The government has over the years rolled out a number of initiatives to improve maternal health in the country and today Dr. Joyce Moriku Kaducu, the minister of state for health in charge of Primary Health Care, offered an update.
Maternal Health is the health of women from the time of conception, through pregnancy, childbirth, and the postpartum period (6 weeks after childbirth), according to the health ministry.
Minister Kaducu in a Friday news release noted that Uganda has made progress in boosting Maternal Health Services, especially in rural areas where over 300 health center IIs have been upgraded to health center IIIs.
The ministry has also facilitated the implementation of high-impact interventions around the time of labour and childbirth.
“This has led to reduction in maternal mortality from 448/100,000 LB (UDHS 2011) to 336/100,000 Live Births (UDHS 2016) [‘An updated survey will be done this year’],” she said. “We have registered improvement in the number of women attending the first Antenatal Care to 95% but those completing at least (04) Antenatal Visits remains low at 42%.”
To keep the growth curve positive, the government has prioritized a number of interventions as shown below: The ministry has introduced emergency obstetric care to address the major direct causes of maternal death, namely: hemorrhage, sepsis, unsafe abortion, hypertensive disorders, and obstructed labor.
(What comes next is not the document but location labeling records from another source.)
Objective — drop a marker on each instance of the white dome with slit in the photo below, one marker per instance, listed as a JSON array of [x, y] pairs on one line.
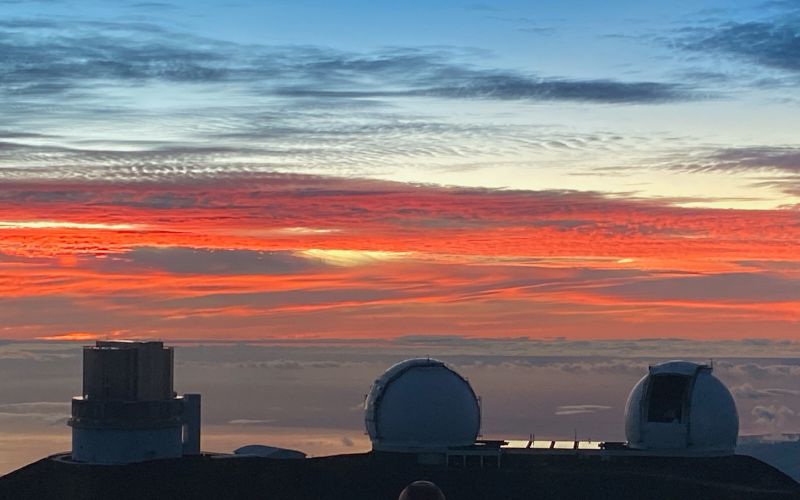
[[421, 404], [681, 406]]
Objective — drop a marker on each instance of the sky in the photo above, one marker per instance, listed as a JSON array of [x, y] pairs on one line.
[[533, 191], [206, 170]]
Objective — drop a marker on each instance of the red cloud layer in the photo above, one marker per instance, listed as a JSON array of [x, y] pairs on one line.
[[475, 262]]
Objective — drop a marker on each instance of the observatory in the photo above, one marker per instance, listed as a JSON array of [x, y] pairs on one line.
[[681, 407], [128, 411], [421, 404]]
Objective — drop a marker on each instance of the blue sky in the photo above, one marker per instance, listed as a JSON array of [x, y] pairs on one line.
[[682, 100]]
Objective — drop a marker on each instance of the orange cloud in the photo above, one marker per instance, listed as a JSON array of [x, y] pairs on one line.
[[286, 255]]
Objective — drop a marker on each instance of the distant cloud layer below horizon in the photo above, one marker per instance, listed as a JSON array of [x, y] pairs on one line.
[[307, 396]]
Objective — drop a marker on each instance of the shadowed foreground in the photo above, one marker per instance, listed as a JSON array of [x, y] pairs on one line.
[[373, 476]]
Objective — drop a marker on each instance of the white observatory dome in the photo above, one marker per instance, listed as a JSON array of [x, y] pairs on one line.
[[421, 403], [681, 405]]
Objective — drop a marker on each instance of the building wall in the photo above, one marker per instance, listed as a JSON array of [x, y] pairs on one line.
[[117, 446]]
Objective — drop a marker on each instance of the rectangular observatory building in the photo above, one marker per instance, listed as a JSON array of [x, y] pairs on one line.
[[128, 411]]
The listed cause about 80% of maternal deaths.
The ministry has also ensured that there’s skilled attendance at birth to help detect and manage complications. “It also ensures appropriate referral for the further management of these complications,” the minister said, adding: “The government is ending preventable maternal deaths by recruiting more skilled health professionals in lower health facilities and hospitals. The government also provides a supportive environment for the staff by investing in infrastructural development. Government of Uganda is investing in equipment for health facilities in order enable the staff works well and offer quality care.”
By supporting both modern and natural family planning, the government is preventing unintended pregnancies. Family planning can also promote Uganda's economic growth by reducing the economic dependency ratio, the minister said.
The health ministry is also implementing antenatal care which can prevent, detect, and treat problems such as malaria, anemia, HIV/AIDS and other infections, which frequently are indirect causes of maternal deaths.
To reduce teenage pregnancy, the government is finalizing the policies involving adolescent and school health policy which are at the final stages.
The government has also established Neonatal Intensive Care Units (NICUs) and is planned for High Dependency Units in all hospitals.
It is also implementing maternal and perinatal death reviews (MPDR) which provides a platform to identify potentially modifiable factors and developing strategies to address them.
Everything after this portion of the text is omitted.